Although the median insulin infusion rate in the simulated study appeared to be low at 2.1 U/h, two of the virtual subjects (subjects 1010121 and 1010122 in Figure 4) required considerably higher insulin infusion rates, suggesting that these subjects were characterized by a relatively higher insulin resistance. As mentioned previously, an important feature of the model of glucose regulation in the critically ill built into this simulation environment is time-variant insulin resistance. Hence, the insulin resistance of the individual virtual subject changes over the course of the simulated study. The steep and dramatic increases in insulin resistance can be observed in the glucose profiles presented in Figure 4. In particular, the two significant peaks observed in subjects 2010220 and 2010202 in the second 24 hours of the simulated study (see Figure 4) correspond closely to the peaks in time-variant insulin resistance observed in these virtual subjects (modeling data not shown).

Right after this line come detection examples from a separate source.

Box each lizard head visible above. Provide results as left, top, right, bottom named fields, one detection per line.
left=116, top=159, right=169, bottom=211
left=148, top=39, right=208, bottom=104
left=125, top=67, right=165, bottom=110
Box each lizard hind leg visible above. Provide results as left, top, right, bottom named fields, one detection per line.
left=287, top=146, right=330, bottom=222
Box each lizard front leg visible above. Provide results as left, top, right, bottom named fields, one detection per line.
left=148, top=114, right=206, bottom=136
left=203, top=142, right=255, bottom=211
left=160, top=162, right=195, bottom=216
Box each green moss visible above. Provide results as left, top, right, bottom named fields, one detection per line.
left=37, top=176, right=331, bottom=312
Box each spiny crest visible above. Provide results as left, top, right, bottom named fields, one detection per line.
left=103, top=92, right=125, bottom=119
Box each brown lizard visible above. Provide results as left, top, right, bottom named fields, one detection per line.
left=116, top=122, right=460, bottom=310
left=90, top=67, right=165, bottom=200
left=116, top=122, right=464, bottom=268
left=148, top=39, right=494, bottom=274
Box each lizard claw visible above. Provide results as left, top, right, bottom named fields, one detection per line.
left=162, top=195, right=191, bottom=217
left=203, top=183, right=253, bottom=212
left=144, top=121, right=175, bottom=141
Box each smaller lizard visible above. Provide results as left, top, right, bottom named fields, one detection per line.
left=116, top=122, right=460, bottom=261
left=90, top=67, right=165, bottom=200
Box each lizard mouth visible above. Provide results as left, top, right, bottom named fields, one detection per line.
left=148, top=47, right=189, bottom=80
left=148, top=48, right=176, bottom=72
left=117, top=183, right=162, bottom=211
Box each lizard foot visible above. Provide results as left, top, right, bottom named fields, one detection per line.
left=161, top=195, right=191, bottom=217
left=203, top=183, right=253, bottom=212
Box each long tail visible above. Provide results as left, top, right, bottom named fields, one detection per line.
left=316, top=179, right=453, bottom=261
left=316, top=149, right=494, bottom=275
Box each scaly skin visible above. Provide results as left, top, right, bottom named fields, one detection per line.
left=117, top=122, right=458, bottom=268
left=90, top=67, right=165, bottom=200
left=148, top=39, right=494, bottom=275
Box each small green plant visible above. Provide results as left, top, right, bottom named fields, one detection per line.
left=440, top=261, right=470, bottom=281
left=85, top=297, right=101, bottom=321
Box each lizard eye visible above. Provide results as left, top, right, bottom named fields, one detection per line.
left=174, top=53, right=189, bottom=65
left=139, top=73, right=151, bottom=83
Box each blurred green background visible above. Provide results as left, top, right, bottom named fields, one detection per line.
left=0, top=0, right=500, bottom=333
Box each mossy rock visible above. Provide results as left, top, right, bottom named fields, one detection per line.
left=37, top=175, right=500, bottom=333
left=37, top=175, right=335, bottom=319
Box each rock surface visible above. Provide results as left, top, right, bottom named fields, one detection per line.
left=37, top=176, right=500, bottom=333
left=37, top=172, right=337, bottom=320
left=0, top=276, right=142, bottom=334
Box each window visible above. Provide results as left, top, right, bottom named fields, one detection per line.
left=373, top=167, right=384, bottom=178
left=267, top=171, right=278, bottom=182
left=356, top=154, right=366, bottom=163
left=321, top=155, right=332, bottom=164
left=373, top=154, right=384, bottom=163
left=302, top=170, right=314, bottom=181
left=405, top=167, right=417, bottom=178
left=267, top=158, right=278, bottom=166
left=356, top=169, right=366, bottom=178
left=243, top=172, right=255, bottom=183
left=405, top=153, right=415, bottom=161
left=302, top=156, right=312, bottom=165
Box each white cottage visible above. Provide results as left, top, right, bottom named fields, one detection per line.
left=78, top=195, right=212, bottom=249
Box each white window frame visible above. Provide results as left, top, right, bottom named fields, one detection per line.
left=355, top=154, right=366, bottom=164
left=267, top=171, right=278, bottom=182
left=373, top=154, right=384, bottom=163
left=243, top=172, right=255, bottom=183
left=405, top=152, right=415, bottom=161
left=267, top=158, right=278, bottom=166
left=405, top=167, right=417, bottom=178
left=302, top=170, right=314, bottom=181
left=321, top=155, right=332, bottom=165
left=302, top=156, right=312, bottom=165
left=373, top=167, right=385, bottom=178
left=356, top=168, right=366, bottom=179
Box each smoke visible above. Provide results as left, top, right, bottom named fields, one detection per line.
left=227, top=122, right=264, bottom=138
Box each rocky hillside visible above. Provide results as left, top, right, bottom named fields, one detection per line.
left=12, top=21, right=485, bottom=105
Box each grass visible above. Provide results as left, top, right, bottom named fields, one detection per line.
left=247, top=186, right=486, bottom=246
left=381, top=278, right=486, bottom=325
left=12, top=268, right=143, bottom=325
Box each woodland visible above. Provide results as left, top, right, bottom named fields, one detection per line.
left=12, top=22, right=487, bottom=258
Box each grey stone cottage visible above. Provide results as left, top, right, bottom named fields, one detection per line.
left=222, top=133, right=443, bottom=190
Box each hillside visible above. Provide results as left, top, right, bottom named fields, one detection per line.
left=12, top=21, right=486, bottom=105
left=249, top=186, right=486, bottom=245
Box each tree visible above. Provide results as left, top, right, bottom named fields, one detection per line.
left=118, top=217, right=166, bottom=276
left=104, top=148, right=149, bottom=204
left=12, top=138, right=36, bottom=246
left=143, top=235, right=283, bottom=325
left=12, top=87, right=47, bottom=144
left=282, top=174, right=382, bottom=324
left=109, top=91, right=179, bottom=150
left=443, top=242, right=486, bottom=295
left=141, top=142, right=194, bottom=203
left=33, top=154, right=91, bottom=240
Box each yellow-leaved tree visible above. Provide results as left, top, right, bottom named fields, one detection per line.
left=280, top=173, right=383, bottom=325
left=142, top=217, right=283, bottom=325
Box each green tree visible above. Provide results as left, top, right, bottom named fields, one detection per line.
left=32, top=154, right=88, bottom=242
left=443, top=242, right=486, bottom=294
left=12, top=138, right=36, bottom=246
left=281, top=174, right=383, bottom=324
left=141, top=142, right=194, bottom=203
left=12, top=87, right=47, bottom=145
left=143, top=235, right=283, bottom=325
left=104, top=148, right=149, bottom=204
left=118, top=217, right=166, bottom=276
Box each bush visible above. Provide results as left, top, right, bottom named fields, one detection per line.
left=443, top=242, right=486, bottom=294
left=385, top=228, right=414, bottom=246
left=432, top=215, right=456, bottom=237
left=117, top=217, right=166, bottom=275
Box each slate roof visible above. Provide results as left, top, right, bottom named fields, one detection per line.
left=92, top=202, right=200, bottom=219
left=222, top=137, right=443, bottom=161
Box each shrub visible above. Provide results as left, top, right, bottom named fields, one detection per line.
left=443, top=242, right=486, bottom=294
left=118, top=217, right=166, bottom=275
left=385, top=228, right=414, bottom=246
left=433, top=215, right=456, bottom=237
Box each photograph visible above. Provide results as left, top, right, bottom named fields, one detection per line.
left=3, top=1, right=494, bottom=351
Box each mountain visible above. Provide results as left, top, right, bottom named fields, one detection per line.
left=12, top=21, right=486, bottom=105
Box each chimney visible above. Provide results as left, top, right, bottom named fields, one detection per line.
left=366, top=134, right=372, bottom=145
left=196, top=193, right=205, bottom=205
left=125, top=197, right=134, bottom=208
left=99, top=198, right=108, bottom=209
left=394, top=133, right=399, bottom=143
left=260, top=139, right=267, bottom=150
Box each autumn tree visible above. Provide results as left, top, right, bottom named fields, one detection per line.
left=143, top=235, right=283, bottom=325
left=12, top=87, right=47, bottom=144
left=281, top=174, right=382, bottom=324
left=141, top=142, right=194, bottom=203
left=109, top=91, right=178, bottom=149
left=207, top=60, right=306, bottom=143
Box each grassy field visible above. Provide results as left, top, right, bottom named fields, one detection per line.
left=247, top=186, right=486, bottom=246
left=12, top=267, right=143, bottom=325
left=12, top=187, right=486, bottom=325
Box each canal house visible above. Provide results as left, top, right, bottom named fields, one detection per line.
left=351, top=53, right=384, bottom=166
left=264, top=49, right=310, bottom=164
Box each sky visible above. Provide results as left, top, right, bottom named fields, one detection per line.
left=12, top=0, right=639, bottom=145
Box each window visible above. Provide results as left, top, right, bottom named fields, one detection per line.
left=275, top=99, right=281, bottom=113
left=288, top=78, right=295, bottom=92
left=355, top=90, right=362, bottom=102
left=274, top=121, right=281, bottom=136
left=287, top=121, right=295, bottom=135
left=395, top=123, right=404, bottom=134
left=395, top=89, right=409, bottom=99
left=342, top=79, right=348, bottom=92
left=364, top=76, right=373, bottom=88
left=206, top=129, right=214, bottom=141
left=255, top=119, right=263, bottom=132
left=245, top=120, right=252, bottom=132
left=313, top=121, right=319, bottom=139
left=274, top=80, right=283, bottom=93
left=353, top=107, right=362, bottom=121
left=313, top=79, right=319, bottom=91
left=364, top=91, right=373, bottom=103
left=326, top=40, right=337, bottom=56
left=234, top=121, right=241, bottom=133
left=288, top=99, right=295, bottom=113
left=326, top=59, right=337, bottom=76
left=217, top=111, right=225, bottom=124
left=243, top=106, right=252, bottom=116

The simulation environment with 10 virtual subjects originating from a surgical ICU was used to evaluate the “I, Pancreas” algorithm proposed by Braithwaite and colleagues.8 The algorithm was shown to be safe and achieved tight glycemic control 38% of the time.
We thank Professor Braithwaite for providing details of the “I, Pancreas” algorithm. Special thanks go to Dr. Roman Hovorka for his continuing support and advice.